Check out the video highlights.
Brazil
- The nominal levels of fixed income asset returns remain attractive with the Selic rate heading towards 1% per month and pre-fixed rates at 13% per year or indexed to the IPCA above 6.5% per year.
- In the current scenario, the private credit market remains resilient, with emphasis on direct assets and funds with income tax exemption. However, although the inflow into credit funds remains positive, we have observed a slight slowdown in recent months.
- In primary offerings, we have seen the limits of spreads being tested, as issuances with very low spreads and longer terms were not successful and ended up partially with the coordinating banks. This movement happens from time to time in the market. We believe this is a natural reflection of stabilization after a period of more intense flows. For now, we notice an increase in spreads compared to the previous quarter, but still very subtle.
- In the incentivized debenture market, however, we have an additional factor. Considering all the fundraising already carried out by these Infrastructure funds, the demand for tax-exempt debentures remains significant and should continue for a considerable period.
- An interesting novelty that came into effect on November 1st this year was Resolution 179 from the Securities and Exchange Commission (CVM). The new rules require financial intermediaries to disclose the compensation received for the offering of securities and inform about potential conflicts of interest. These changes aim to make the Brazilian market more transparent, solid, and reliable, aligned with the best international practices.
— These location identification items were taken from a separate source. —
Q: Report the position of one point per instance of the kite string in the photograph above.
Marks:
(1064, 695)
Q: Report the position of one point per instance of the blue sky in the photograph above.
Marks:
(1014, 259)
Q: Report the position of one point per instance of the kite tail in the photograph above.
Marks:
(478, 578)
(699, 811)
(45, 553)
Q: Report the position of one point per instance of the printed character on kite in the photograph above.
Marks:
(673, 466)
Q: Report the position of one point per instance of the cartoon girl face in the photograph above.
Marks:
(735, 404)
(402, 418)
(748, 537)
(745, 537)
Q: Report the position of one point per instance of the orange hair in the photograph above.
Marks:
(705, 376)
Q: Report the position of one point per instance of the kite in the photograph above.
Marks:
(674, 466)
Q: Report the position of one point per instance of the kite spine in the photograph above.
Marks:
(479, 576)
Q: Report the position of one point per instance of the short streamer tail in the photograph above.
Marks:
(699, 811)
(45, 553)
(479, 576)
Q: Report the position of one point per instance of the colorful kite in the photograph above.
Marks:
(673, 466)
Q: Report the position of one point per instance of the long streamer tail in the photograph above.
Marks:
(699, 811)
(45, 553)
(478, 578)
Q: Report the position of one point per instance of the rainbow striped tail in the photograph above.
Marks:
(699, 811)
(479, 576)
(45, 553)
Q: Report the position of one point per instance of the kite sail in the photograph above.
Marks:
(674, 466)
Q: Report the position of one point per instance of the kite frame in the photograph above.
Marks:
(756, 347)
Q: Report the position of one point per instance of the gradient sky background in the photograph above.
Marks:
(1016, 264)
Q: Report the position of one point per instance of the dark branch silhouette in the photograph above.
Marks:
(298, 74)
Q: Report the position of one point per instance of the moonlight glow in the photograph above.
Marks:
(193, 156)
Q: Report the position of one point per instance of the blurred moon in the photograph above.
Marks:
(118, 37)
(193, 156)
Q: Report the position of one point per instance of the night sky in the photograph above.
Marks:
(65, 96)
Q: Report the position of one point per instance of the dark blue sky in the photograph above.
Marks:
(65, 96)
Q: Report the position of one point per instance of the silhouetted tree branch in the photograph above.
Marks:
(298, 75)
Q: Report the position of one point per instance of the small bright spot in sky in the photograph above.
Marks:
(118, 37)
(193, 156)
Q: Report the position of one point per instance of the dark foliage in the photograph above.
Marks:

For more details, watch the full video:
International
- Since August, economic activity and the labor market in the U.S. have shown positive dynamics, which, along with political uncertainty over tariffs and immigration, have raised U.S. Treasury yields. Trump's promises of deregulation, lower taxes, and restrictions on imports and immigration create uncertainties that lead investors to demand higher yields.
- The political uncertainties of the Trump administration are raising bond yields. The U.S. 10-year Treasury is around 4.4%, compared to 3.8% at the beginning of the year. This results in higher yields in U.S. and Latin American credit, with U.S. investment-grade yielding 5.2% and high-yield bonds at 7.5%. Investors now have a good opportunity to invest in high-quality credits.
- In the third quarter of 2024, 75% of companies reported positive earnings surprises, with an estimated growth of 5.4%. Resilient economic growth and the labor market suggest sustained earnings growth until 2025, but political uncertainty could increase Treasury yields, potentially affecting credit and equity markets.
- Depending on Trump's appointments to the economic team and new legislation, the Fed may limit rate cuts. In terms of credit portfolio management, our position is constructive due to high yields, with attention to low spreads. We have slightly increased the duration, focusing on sovereign and investment-grade bonds, especially in the 5 to 10-year maturity range.
- Sector-wise, we like finance and basic materials in developed and emerging markets, and the communications sector in developed markets. We are cautious about the non-discretionary consumer sector in emerging markets, but credit fundamentals are improving.
- We will continue to monitor the markets, which present an interesting combination of high yields, tight spreads, and good credit fundamentals.